Ну а Ленин... А кто это? Не было такого философа, Миша.

Алеша, как ни удивительно, но на Западе с философскими взглядами Ленина считаются, цитируют, помещают в антологии, причем вне связи с его полит. деятельностью. Если признать материализм философией, то он в ней занял свое место, хочется или нет нам с этим считаться.

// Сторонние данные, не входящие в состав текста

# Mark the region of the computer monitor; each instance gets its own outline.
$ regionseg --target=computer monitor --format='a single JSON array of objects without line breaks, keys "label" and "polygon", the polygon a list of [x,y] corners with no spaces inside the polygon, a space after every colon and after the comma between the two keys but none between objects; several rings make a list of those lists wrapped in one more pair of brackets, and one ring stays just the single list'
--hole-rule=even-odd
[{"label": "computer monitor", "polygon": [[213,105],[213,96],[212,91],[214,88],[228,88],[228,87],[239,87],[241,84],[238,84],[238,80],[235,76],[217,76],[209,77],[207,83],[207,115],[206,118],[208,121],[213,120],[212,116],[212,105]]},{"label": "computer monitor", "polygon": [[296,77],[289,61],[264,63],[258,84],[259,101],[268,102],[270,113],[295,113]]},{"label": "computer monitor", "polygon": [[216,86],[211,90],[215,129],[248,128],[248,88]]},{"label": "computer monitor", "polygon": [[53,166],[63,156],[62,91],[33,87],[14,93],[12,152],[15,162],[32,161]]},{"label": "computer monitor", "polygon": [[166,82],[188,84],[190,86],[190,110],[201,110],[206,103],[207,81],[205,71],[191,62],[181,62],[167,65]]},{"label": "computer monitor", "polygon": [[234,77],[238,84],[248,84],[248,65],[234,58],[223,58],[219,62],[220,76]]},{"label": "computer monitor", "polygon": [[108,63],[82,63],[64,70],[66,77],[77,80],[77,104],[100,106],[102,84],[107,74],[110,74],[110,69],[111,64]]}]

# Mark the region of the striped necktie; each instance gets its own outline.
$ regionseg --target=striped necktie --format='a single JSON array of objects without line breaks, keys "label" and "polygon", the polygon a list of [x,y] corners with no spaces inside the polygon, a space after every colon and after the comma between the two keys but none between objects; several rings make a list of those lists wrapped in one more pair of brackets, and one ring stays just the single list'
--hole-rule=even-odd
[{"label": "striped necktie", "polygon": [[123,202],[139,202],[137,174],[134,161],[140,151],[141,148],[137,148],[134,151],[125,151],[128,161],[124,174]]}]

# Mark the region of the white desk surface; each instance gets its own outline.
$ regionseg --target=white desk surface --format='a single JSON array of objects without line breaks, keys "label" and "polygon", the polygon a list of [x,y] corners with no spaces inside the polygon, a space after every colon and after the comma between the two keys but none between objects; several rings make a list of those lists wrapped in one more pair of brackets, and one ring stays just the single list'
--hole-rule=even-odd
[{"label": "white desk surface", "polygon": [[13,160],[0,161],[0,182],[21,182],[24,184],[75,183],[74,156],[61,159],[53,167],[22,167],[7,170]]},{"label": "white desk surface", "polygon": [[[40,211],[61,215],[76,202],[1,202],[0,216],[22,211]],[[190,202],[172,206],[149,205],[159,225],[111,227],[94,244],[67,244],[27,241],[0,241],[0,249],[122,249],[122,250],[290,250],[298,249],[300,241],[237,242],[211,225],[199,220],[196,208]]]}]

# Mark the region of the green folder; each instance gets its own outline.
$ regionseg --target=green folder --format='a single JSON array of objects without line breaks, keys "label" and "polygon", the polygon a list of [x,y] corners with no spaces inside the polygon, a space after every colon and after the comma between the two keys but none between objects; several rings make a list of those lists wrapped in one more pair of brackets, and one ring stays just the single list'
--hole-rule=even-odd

Думаю, что все-таки в связи это происходит, Миша - в связи с его исторической ролью. Ну и воинственным атеистам Запада он тоже близок, как не поместить в анналы. Ленин был политиком до мозга костей, и книжка его про эмпириокритицизм - сплошной поток партийной брани, нацеленной на политику же. Мах посягнул на идеологическую святыню марксизма, материю, и сто лет бы не знал об этом тов. Ленин, но Маха с Авенариусом услышали отдельные интеллектуалы среди большевиков, тов. Богданов и кто там еще, и в партии началось шатание по высокоидейному вопросу. За что всем и влетело от держиморды Ленина. Неисчерпаемым электроном и нас потом всех долбали - ровно по той же причине, что и тов. Богданова.